Q: Should we provide semaphore utilities?

A: No. Keep plugins decoupled. Let them use simple filesystem coordination if needed.

Q: What happens if ArchiveResult table gets huge?

A: We can delete old successful ArchiveResults periodically, or archive them to cold storage. The important data is in the filesystem outputs.

Q: Should naturally-exiting .bg scripts still be .bg?

A: Yes.

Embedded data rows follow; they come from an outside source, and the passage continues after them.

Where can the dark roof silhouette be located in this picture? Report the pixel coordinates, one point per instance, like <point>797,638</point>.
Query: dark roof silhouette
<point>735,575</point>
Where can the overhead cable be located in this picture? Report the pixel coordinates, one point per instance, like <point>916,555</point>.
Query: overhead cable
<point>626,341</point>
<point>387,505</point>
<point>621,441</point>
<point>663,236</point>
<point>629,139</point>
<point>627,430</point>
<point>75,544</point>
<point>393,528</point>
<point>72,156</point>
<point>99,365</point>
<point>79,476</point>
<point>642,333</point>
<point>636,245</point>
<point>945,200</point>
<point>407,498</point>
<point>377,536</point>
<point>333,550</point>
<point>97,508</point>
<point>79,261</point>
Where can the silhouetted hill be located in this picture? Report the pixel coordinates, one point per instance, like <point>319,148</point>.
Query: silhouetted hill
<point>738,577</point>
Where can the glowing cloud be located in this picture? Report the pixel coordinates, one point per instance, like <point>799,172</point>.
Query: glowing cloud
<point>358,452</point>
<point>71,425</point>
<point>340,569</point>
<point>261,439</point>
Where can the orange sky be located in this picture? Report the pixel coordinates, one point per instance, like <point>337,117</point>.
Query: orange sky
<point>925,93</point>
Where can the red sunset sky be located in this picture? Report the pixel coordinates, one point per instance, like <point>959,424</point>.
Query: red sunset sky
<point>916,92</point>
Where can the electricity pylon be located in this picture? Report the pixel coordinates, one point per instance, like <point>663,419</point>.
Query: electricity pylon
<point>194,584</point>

The .bg suffix means "don't block step progression," not "run until step 99." Natural exit is the best case.

Examples

Foreground Hook (Sequential DOM Access)

#!/usr/bin/env python3
# archivebox/plugins/screenshot/on_Snapshot__51_screenshot.js

# Runs at step 5, blocks step progression until complete
# Gets killed if it exceeds SCREENSHOT_TIMEOUT

timeout = get_env_int('SCREENSHOT_TIMEOUT') or get_env_int('TIMEOUT', 60)

try:
    result = subprocess.run(cmd, capture_output=True, timeout=timeout)
    if result.returncode == 0:
        print(json.dumps({
            "type": "ArchiveResult",
            "status": "succeeded",
            "output_str": "screenshot.png"
        }))
        sys.exit(0)
    else:
        # Temporary failure - will be retried
        sys.exit(1)
except subprocess.TimeoutExpired:
    # Timeout - will be retried
    sys.exit(1)

Background Hook (Long-Running Download)

#!/usr/bin/env python3
# archivebox/plugins/ytdlp/on_Snapshot__63_ytdlp.bg.py

# Runs at step 6, doesn't block step progression
# Gets full YTDLP_TIMEOUT (e.g., 3600s) regardless of when step 99 completes

timeout = get_env_int('YTDLP_TIMEOUT') or get_env_int('TIMEOUT', 3600)

try:
    result = subprocess.run(['yt-dlp', url], capture_output=True, timeout=timeout)
    if result.returncode == 0:
        print(json.dumps({
            "type": "ArchiveResult",
            "status": "succeeded",
            "output_str": "media/"
        }))
        sys.exit(0)
    else:
        # Hard failure - don't retry
        print(json.dumps({
            "type": "ArchiveResult",
            "status": "failed",
            "output_str": "Video unavailable"
        }))
        sys.exit(0)  # Exit 0 to record the failure
except subprocess.TimeoutExpired:
    # Timeout - will be retried
    sys.exit(1)

Background Hook with Natural Exit

#!/usr/bin/env node
// archivebox/plugins/ssl/on_Snapshot__23_ssl.bg.js

// Sets up listener, captures SSL info, then exits naturally
// No SIGTERM handler needed - already exits when done

async function main() {
    const page = await connectToChrome();

    // Set up listener
    page.on('response', async (response) => {
        const securityDetails = response.securityDetails();
        if (securityDetails) {
            fs.writeFileSync('ssl.json', JSON.stringify(securityDetails));
        }
    });

    // Wait for navigation (done by other hook)
    await waitForNavigation();

    // Emit result
    console.log(JSON.stringify({
        type: 'ArchiveResult',
        status: 'succeeded',
        output_str: 'ssl.json'
    }));

    process.exit(0);  // Natural exit - no await indefinitely
}

main().catch(e => {
    console.error(`ERROR: ${e.message}`);
    process.exit(1);  // Will be retried
});

Summary

This plan provides:

  • Clear execution ordering (10 steps, 00-99 numbering)
  • Async support (.bg suffix)
  • Independent timeout control per plugin
  • Flexible failure handling & retry logic
  • Streaming JSONL output for DB updates
  • Simple filesystem-based coordination
  • Backward compatibility during migration

The main implementation work is refactoring Snapshot.run() to enforce step ordering and manage .bg script lifecycles. Plugin renumbering is straightforward mechanical work.